La Jornada
Hoy termina la Semana de
la Moda masculina en París, hecho que no tendría mayor relevancia
(salvo para quienes se interesan por el tema) de no ser porque en esta
ocasión se atravesó un incidente que tiene que ver con el uso
indiscriminado, por parte de muchas productoras de ropa fashion, de motivos gráficos relacionados con tradiciones culturales y religiosas de algunas comunidades indígenas.
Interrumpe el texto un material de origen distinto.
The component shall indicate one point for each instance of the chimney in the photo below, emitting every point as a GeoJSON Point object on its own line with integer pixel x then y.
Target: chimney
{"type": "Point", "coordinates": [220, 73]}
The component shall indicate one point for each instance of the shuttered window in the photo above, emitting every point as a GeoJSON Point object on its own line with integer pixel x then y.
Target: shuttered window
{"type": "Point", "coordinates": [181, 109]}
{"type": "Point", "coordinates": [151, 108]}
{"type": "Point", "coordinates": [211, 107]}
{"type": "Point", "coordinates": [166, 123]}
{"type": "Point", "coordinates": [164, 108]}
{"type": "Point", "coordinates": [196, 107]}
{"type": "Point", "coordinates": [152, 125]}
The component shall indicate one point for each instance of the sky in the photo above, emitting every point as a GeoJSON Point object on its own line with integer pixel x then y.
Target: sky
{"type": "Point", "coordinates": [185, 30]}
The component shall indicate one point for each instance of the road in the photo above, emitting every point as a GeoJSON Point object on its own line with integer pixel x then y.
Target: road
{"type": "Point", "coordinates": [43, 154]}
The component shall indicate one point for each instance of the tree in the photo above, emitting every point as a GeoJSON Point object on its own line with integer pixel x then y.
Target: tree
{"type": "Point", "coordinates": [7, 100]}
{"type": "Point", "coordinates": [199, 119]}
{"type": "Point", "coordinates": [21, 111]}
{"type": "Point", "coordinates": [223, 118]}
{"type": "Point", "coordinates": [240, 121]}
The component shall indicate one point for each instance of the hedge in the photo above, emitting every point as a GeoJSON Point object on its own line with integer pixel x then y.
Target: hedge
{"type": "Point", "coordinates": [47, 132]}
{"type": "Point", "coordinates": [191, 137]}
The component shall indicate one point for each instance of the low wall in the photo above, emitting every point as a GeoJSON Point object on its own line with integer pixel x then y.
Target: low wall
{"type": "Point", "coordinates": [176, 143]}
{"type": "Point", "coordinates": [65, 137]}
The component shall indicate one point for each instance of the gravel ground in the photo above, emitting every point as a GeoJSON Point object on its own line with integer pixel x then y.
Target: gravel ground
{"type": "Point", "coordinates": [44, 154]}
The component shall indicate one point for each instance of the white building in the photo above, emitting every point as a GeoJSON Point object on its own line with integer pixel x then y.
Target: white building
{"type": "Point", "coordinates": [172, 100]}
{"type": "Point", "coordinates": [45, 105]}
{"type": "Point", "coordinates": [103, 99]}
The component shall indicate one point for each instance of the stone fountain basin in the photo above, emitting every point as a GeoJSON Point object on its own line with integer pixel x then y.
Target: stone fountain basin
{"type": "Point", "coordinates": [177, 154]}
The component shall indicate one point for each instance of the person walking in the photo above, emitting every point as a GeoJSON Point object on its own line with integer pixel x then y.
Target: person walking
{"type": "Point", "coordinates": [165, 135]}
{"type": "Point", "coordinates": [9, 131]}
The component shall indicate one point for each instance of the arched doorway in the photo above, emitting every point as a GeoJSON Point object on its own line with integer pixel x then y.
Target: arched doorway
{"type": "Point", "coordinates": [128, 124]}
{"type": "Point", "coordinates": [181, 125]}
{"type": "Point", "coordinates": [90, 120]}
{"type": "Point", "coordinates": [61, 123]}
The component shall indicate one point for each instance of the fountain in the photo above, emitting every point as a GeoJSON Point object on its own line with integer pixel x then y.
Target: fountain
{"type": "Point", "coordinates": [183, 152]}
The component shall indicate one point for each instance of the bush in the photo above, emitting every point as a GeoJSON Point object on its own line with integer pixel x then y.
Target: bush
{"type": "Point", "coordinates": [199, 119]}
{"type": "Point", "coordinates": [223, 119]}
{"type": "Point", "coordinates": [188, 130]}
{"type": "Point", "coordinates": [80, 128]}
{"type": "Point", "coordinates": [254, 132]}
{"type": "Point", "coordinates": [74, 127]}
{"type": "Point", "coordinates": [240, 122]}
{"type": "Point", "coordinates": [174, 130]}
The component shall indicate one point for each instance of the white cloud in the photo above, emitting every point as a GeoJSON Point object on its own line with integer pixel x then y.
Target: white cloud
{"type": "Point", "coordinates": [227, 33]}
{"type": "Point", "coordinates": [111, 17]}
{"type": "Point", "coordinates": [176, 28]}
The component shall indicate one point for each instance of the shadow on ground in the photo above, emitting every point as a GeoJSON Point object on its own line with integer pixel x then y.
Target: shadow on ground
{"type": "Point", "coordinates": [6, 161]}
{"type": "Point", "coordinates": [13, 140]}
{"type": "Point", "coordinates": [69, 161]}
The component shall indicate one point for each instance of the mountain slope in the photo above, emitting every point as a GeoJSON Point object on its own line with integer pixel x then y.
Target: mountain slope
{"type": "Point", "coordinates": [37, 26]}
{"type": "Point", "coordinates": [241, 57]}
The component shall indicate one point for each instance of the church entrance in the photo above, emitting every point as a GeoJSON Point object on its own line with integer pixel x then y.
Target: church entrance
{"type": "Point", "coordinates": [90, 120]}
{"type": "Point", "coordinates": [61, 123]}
La carta que el pasado 10 de junio envió la secretaria de Cultura de
nuestro país, Alejandra Frausto, a los diseñadores Carolina Herrera
(fundadora de la firma de modas que lleva su nombre) y Wes Gordon
(consultor creativo y sucesor de aquélla en la empresa) reavivó la
discusión sobre los alcances de la llamada
apropiación cultural. Así se denomina al acto de usar objetos, imágenes o símbolos de una cultura que no es la nuestra, en especial cuando a esta cultura no se le da un tratamiento respetuoso.
Sintéticamente descrito, el caso es que una de las más recientes
colecciones de vestidos femeninos de la casa neoyorquina (en Nueva York
vive Carolina Herrera, venezolana de origen), presenta en muchos de sus
diseños elementos gráfico-culturales característicos de tres pueblos
indígenas de México, en lo que la titular de Cultura calificó
precisamente como un
acto de apropiación. El episodio trascendió lo local, y numerosos representantes de compañías internacionales que en algún momento han sido señaladas por usar en sus productos trazos, signos o ilustraciones propios de culturas
exóticas(africanas y asiáticas principalmente, aunque también americanas) salieron a defender sus prácticas. Con variantes, todos ellos argumentan que lo suyo no es apropiación sino
apreciacióny que al reproducir expresiones culturales de poblaciones minoritarias, marginadas o ajenas al sistema de producción
occidental, ayudan a difundir esas expresiones, aun cuando ni un peso de las ganancias que obtienen vendiendo sus productos vaya a parar a dichas poblaciones.
Y es que el factor económico se ha convertido en un aspecto a tener
muy en cuenta en los casos de apropiación. Puede que el apropiador no le
falte el respeto a la cultura de la cual está tomando prestado (en todo
caso la trivializa, al utilizar por ejemplo un ideograma cosmológico en
una prenda de moda); pero lo que sí está haciendo es usufructuar la
inspiración y la creatividad de un pueblo –generalmente carenciente– sin
darle nada a cambio. En otras palabras, se está beneficiando
económicamente de la inventiva y el talento de personas que con toda
probabilidad estarán viviendo dramáticos ciclos de desempleo y pobreza.
Así visto el asunto, la explicación según la cual el apropiador favorece
con su acto a la comunidad de la cual plagió su simbología (o su
música, o su lírica) suena bastante poco convincente.
Delimitar las fronteras de la apropiación cultural no es tarea
sencilla; en cambio, resulta fácil identificar cuándo obedece a una sana
“interpretación de la realidad (…) porque vivimos en un mundo global”
(como dice uno de quienes comentan el caso concreto de Carolina
Herrera), y cuándo es lisa y llanamente un plagio cuyo fin es
aprovecharse del acervo cultural ajeno. Muchos pintores renombrados
(Picasso, Matisse, Rousseau, entre otros) han incorporado en sus obras
motivos africanos sin que a nadie se le ocurra calificarlos de
apropiadores. Pero si un fabricante de carteras, por ejemplo, reproduce
un diseño que copió en una remota población indígena y luego vende sus
productos a 15 o 20 mil euros por unidad, sin darle ni las gracias a los
habitantes de esa población, es evidente que el uso del diseño nada
tuvo que ver con la interculturalidad.